Let $M$ be a smooth manifold and $E \to M$ a vector bundle over $M$ with a connection $\nabla$. Locally on an open set $U \subset M$ with a frame $(E_1,\dots,E_k)$, we can write any section $s$ of $E|_U$ as $s = \sum c^iE_i$ for smooth functions $c^i:U \to \Bbb R$. This means that we can write
$$ \begin{align*} \nabla_X s &= \nabla_X\left(\sum_i c^i E_i\right) \\ &= \sum_i \nabla_X(c^iE_i) \\ &= \sum_i (Xc^i)E_i+c^i\nabla_X E_i \end{align*} $$
or alternatively
$$ \begin{align*} \nabla s &= \nabla\left(\sum_i c^i E_i\right) \\ &= \sum_i \nabla(c^iE_i) \\ &= \sum_i dc^i \otimes E_i+c^i\nabla E_i. \end{align*} $$
In any case this can be computed by knowing $\nabla E_i$'s. Since $\nabla E_i$ is a section of $E$ over $U$ it is a linear combination of $E_j$'s and so
$$ \nabla_X E_i = \sum_j \omega^j_i(X)E_j $$
and we define the connection $1$-forms $\omega = [\omega^j_i]$ to be the coefficients in this sum.

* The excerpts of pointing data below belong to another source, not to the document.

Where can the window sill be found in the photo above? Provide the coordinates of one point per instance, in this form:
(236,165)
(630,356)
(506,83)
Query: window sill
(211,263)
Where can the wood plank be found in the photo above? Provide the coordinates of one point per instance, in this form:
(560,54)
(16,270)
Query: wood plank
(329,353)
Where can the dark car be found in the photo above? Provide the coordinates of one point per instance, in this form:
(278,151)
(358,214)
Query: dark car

Some authors state that locally any connection can be locally written as $$d + A$$ where $A$ is a matrix valued one-form. Could anyone here elaborate on how this conclusion is made, and is it possible to derive it from the matrix of connection $1$-forms as these two would seem like they are closely related. I have a suspicion that the latter uses the isomorphism $E|_{U} \cong U \times \Bbb R^k$ in some way, but not sure how.

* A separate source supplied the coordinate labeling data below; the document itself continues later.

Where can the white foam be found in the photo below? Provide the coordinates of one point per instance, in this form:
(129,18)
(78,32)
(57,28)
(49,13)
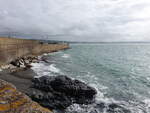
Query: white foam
(53,68)
(66,56)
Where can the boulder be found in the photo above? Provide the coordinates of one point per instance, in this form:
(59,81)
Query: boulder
(59,92)
(13,101)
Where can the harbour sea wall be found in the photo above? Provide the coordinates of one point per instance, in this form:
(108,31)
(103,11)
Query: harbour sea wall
(14,48)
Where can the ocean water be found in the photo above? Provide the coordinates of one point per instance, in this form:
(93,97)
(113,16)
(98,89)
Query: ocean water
(119,72)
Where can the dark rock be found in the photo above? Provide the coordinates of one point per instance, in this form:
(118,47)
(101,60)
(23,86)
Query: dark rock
(59,92)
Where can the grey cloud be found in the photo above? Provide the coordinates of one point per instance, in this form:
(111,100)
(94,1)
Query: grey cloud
(79,20)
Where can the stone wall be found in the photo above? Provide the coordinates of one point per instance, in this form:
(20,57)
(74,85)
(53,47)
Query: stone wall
(12,48)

Fix any connection $\nabla_0$ on $E$, and let $\nabla$ be an arbitrary connection on $E$. Consider the operator $\nabla_0-\nabla:\Gamma(E)\to\Gamma(E\otimes T^*M)$. You can show that this is an endomorphism valued $1$-form: $$(\nabla_0-\nabla)(fs)=df\otimes s +f\nabla_0s-df\otimes s -f\nabla s =f(\nabla_0-\nabla)s$$ This $C^\infty(M)$-linearity is what characterises $\nabla_0-\nabla$ as a tensor - in this case a $1$-form. Thus, since the difference of any two connections is an endomorphism valued $1$-form, it is also true that any connection can be obtained from a fixed basepoint $\nabla_0$ by adding an endomorphism valued $1$-form. In particular, on a trivialisation, one can take $d$ to be that basepoint, and then locally any connection can be expressed as $\nabla=d+A$. So yes, the local isomorphism $E|_U\cong U\times\mathbb{R}^r$ is crucial, because it gives a basepoint for the space of connections (in the given trivialisation, of course).